While coaches understand the safety issue, many were reluctant to adopt goggles, fearing they might be the first step toward helmets.

"I don't want the game to get any more physical," said Mount Hebron coach Brooke Kuhl-McClelland. "If coaches do their jobs and officials call the game safely, it won't go to that."

While Braid's injury is extremely rare, said Erin Millon, US Lacrosse women's division director, it is the kind of injury that sparked the mandate for eyewear.

She said all players should be sure their eyewear meets the standards set by the American Society for Testing and Materials. The specific standards are labeled F803-03.

While most programs have been able to get enough goggles, some coaches said they have not.

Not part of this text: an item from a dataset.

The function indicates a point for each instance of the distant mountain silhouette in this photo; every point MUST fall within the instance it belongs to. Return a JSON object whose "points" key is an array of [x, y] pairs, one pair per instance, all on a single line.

Century coach Rose Pentz said her order wasn't expected to be in until close to the first play date.

"I was in a panic just before practice started, but all the girls were able to get them and I was able to get some more on loan," said Pentz.

Millon said that US Lacrosse anticipated a shortage this season with most of the high school and college teams across the country needing eyewear.

"The reason we held off our mandate until 2005 was to give manufacturers time," said Millon. "We knew the demand would be incredible and the products weren't out there. They weren't being made for mass quantities of girls lacrosse players."

For the players, getting used to the goggles has not taken long.

"I don't see it as that big of a deal," said Bryn Mawr coach Wendy Kridel. "It's not a factor that's affecting play."

Severna Park's Bridget Zingler said she was surprised at how fast she got used to the goggles, but that the narrower field of vision makes a big difference.

"It's probably most noticeable playing defense," said Zingler. "It really restricts your peripheral vision, so your head has to be on a pivot constantly in order to watch your girl and the ball."

Hereford coach Anne Ensor said she was never in favor of goggles until Braid's injury. "That kind of changes your perspective on the whole thing."

Braid certainly agrees.

"They're probably the best things," said Braid. "You don't know how much it hurts until it happens to you. Some of the girls say, `It blocks my vision,' but, trust me, it's better than risking an injury like mine."